Bitcoin's correlation with Nasdaq -100 is currently at 65%, confirming that crypto trades no longer occur in isolation but are now influenced by macro forces in ways earlier cycles have never been tested.

On-chain, the picture carries its own warnings. Bitcoin has formed a death cross three times prior to 2026, with average returns of roughly -35% over the following month and -20% over three months, before historically recovering around 30% at the twelve-month mark.
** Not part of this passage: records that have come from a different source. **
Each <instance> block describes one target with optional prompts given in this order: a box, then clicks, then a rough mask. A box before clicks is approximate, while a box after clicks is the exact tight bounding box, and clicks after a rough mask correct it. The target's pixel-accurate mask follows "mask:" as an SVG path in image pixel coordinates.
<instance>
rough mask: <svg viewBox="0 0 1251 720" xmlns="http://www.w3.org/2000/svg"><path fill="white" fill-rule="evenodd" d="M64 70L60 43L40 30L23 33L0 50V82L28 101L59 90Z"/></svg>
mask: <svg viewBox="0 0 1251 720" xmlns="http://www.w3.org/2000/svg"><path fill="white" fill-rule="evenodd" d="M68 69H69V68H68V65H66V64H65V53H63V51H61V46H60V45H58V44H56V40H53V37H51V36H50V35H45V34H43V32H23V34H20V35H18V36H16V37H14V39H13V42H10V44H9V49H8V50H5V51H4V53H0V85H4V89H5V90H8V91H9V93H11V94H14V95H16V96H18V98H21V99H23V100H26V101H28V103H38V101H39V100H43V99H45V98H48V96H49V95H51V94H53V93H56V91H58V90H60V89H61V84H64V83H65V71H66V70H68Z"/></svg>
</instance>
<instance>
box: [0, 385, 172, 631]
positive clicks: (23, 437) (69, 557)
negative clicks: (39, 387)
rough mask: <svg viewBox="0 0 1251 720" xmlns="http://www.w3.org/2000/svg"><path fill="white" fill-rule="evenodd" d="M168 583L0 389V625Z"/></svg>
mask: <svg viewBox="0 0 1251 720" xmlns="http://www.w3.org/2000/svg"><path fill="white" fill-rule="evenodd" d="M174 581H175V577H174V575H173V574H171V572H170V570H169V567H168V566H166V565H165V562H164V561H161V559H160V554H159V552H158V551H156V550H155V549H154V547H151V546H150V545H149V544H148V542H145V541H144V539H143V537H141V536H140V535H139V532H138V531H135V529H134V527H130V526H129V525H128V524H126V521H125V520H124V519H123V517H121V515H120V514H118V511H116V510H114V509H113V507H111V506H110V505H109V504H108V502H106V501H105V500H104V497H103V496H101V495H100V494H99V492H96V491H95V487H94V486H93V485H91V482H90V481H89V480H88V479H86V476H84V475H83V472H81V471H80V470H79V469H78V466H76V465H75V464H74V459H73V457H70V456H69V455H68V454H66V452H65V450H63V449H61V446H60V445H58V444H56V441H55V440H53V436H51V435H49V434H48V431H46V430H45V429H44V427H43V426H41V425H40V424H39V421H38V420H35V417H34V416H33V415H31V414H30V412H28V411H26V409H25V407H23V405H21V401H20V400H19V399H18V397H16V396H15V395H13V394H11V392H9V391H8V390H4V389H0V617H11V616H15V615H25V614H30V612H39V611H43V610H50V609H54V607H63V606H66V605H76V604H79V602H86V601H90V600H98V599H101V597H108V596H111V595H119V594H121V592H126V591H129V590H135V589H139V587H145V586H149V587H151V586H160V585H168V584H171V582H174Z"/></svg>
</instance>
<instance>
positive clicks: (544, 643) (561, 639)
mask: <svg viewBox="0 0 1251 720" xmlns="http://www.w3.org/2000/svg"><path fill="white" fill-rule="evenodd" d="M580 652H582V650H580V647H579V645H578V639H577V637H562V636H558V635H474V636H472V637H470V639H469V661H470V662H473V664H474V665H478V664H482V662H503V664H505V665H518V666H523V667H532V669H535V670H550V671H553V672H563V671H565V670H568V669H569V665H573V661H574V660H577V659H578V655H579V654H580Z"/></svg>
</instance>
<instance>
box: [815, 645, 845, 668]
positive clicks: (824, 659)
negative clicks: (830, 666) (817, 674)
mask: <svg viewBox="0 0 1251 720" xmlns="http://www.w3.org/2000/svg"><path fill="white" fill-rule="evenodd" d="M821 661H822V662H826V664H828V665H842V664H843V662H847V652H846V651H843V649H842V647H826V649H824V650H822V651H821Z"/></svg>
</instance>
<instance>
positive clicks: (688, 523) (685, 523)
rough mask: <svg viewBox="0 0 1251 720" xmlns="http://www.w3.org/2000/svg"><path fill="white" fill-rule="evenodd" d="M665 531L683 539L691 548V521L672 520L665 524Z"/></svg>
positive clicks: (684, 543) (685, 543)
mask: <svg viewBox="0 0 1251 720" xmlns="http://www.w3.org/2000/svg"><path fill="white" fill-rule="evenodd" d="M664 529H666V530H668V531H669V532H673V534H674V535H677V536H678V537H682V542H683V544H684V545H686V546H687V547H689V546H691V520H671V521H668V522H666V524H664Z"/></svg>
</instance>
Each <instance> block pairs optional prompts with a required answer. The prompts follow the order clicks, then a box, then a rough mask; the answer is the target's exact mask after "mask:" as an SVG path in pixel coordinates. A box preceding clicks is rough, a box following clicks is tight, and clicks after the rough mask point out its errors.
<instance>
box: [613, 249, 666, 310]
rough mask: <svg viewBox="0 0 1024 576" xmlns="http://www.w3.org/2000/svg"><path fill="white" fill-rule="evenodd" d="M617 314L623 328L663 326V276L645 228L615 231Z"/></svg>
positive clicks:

As of March 2026, BTC had already dropped around 50% from its record high of $126,270 set in October 2025.

Not everyone is reading this as an eminent collapse. Some traders argue that falling out of the top 10 while still holding a market cap above $1 trillion says as much about the Magnificent Seven's continued run and gold's breakout as it does about any weakness specific to crypto. The $1 trillion floor, they argue, is the real data point not the ranking.

Whether that floor holds will depend on how quickly the macro fog clears.